Mouse’s First Night at Moonlight School, by Simon Puttock, and painted by Ali Pye, helps teach how to help shy children with behavior and acceptance. Mouse is about to start her first night at Moonlight School. Miss Moon, who is a witch, welcomes her new students: Bat, Owl and Cat but they can’t locate Mouse. She is shy so she is hiding. But they all welcome her and help her feel at home. This simple story is elevated by the delightful illustrations and the kindness of the characters.

Orion and the Dark, by Emma Yarlett, has young Orion frightened of the dark until one night he meets Dark face to face. Dark takes him on an adventure through the dark sky to worlds beyond imagination. By story’s end, Dark is his friend and stays near at night. This gorgeously illustrated book is filled with a palate of greens and blues. There are even two pages with flaps illustrating Dark’s nice nature.

Believe it or Not, My Brother has a Monster!, by Kenn Nesbitt, and colorfully illustrated by David Slonim, is an entertaining cumulative rhyming tale about the day a boy’s big brother brings home on Halloween a large hairy beast. Each page finds a new critter, some small and some largeimage[2], entering the home. The youngster is concerned about how the parents are going to feel about these new pets. There’s a surprise waiting for both the parents and the reader at the end. The pictures are both fun and funny as the creatures and brothers take on a comical appearance. 
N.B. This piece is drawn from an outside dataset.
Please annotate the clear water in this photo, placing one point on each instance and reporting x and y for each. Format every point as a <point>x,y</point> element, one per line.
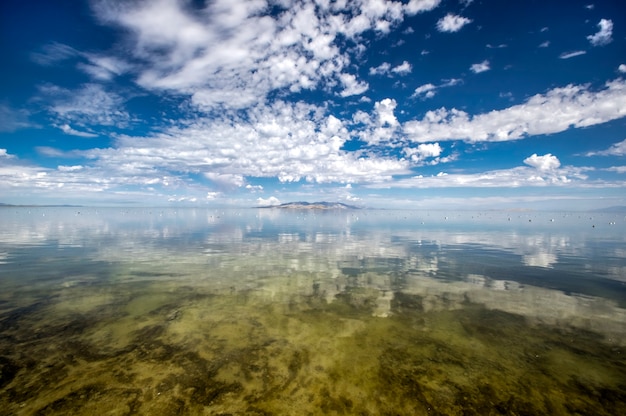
<point>260,312</point>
Scarecrow Magic, by Ed Masessa, and creatively painted by Matt Myers, is a celebration in an eerie but not spooky way. Scarecrow leaves his post when day has gone and the moon shines down. He even takes off his skin revealing his boney skeleton body as he rollicks through darkened woods and fields of hay. He picks up friendly beasts and all kinds of creatures of the night as they begin a night of fun. The rhyming text begs to be read out loud. But it’s the pictures of ghoulish creatures of the night that makes this story unique and delightful. Be sure to check out the clever front and back covers.